Lo dice ad AbruzzoWeb l’avvocato Leonardo Casciere, del foro di Avezzano (L’Aquila), che con il collega Antonio Iannucci difende il sindaco di Magliano de’ Marsi (L’Aquila), Gianfranco Iacoboni, e l’assessore comunale Angelo Iacomini, ex vice sindaco.
I due, congiuntamente ai fratelli Sergio e Franco Celi, imprenditori titolari della Celi calcestruzzi, sono finiti agli arresti domiciliari nell’ambito di un’inchiesta della procura del capoluogo. I quattro saranno interrogati all’Aquila giovedì pomeriggio alle 15 e sono accusati a vario titolo di traffico illecito di rifiuti, sottrazione di inerti in modo abusivo per avere un vantaggio economico, frode di tributi allo Stato, false certificazioni e corruzione.
Secondo il gip che ha disposto le misure cautelari su richiesta del pm Antonietta Picardi, titolare dell’inchiesta, i Celi avrebbero fatto favori e regalie al sindaco e all’assessore in cambio di una delibera di Giunta che li autorizzava all’attività di escavazione di inerti su un terreno di proprietà comunale senza la necessaria autorizzazione della Regione Abruzzo.

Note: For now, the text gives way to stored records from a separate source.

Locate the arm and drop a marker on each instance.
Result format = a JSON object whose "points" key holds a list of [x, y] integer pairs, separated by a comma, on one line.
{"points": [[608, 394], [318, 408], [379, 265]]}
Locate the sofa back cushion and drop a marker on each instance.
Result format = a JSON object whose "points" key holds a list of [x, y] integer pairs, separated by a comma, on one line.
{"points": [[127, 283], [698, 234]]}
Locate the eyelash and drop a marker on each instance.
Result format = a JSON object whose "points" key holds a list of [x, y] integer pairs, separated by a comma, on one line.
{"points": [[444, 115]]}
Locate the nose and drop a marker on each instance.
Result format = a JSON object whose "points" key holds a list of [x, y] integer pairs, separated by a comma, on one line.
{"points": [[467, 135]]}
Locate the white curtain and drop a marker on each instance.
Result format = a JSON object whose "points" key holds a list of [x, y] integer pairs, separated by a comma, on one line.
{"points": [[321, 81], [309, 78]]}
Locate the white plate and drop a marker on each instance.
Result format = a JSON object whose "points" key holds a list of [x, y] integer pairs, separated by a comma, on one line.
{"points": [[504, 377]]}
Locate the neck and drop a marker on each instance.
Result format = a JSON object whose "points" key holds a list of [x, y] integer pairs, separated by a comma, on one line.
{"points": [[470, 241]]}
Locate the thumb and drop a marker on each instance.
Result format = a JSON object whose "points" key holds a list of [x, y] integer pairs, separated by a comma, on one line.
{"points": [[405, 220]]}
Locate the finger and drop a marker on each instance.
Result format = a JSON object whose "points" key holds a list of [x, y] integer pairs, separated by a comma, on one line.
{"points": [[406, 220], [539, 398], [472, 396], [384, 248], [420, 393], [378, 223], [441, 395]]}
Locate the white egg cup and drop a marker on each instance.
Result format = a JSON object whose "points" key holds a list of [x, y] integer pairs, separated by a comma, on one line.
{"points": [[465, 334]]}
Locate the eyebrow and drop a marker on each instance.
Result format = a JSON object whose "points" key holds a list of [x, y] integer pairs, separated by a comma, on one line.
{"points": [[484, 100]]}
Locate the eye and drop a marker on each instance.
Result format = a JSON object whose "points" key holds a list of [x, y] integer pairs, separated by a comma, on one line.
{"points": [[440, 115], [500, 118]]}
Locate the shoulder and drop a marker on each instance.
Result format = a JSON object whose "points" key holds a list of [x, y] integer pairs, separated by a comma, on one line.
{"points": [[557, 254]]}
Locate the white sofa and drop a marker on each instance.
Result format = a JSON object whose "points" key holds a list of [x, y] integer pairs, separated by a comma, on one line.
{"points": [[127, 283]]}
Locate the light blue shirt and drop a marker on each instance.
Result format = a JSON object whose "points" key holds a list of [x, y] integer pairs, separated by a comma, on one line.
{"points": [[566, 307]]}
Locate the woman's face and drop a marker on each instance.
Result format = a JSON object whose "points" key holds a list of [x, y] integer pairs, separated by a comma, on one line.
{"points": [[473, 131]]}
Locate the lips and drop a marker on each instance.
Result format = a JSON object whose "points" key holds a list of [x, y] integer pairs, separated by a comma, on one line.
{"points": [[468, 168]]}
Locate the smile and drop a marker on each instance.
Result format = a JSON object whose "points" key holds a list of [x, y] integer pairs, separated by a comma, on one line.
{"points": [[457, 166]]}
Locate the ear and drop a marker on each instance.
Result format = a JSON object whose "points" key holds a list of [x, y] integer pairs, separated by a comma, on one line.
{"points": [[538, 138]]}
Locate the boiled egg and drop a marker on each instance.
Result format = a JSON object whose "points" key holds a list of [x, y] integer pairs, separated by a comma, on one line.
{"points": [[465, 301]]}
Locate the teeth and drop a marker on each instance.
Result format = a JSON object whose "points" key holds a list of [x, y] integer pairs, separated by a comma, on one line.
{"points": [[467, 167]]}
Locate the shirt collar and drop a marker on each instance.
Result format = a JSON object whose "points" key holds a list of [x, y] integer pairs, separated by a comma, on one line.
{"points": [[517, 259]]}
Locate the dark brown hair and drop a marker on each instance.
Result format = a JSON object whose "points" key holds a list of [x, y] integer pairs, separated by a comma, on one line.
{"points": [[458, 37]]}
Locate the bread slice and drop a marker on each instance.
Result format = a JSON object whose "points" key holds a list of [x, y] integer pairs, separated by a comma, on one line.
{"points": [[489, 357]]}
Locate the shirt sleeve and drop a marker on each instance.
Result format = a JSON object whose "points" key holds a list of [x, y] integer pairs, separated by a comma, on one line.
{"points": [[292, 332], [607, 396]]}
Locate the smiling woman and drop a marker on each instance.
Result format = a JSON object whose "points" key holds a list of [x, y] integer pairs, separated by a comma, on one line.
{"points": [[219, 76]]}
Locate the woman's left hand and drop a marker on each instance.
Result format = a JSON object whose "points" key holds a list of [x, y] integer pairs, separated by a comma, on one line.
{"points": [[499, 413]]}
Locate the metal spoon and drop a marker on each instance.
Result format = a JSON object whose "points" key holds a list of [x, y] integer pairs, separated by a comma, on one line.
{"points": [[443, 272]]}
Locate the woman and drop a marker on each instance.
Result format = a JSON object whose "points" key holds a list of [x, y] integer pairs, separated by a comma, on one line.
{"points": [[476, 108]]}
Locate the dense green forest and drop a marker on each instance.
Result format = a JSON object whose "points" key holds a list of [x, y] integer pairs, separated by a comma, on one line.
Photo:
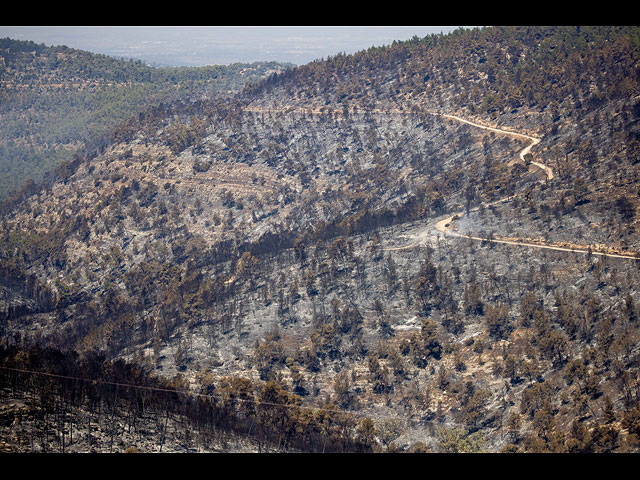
{"points": [[56, 100]]}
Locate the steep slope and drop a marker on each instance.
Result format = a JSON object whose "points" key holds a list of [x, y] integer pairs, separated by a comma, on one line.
{"points": [[265, 237], [58, 100]]}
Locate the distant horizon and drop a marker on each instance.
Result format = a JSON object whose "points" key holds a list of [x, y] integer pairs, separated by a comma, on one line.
{"points": [[193, 46]]}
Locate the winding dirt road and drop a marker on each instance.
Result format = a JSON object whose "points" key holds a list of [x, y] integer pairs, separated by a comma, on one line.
{"points": [[446, 225]]}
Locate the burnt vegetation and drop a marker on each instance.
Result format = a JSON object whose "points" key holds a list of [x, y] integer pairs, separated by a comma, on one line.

L’indagine, coordinata dal procuratore capo Alfredo Rossini, è stata portata avanti dai carabinieri del Noe di Pescara.
“Durante l’interrogatorio – ha affermato Casciere – dimostreremo l’infondatezza delle accuse. Quel provvedimento non ha disposto altro che un subentro dell’impresa Celi su una particella che era già stata autorizzata dalla Regione per un contratto stipulato con un’altra ditta nel 1990”.
“Un arresto – ha detto ancora il legale di Iacoboni e Iacomini – che tra l’altro arriva a due anni dai fatti contestati, i miei assistiti sono sconcertati e noi stessi avvocati siamo molto perplessi”. “L’indagine, comunque – ha tenuto a ribadire Casciere – non ha nulla a che fare con la questione delle macerie derivanti dai crolli del terremoto del 2009”.
Per l’avvocato Antonio Milo, con Giancarlo Paris difensore dei fratelli Celi, “i due contesteranno le accuse mosse dalla procura e già da giovedì sono certi di poter chiarire la loro posizione, per questo hanno chiesto di essere sentiti il prima possibile”. (e.m.)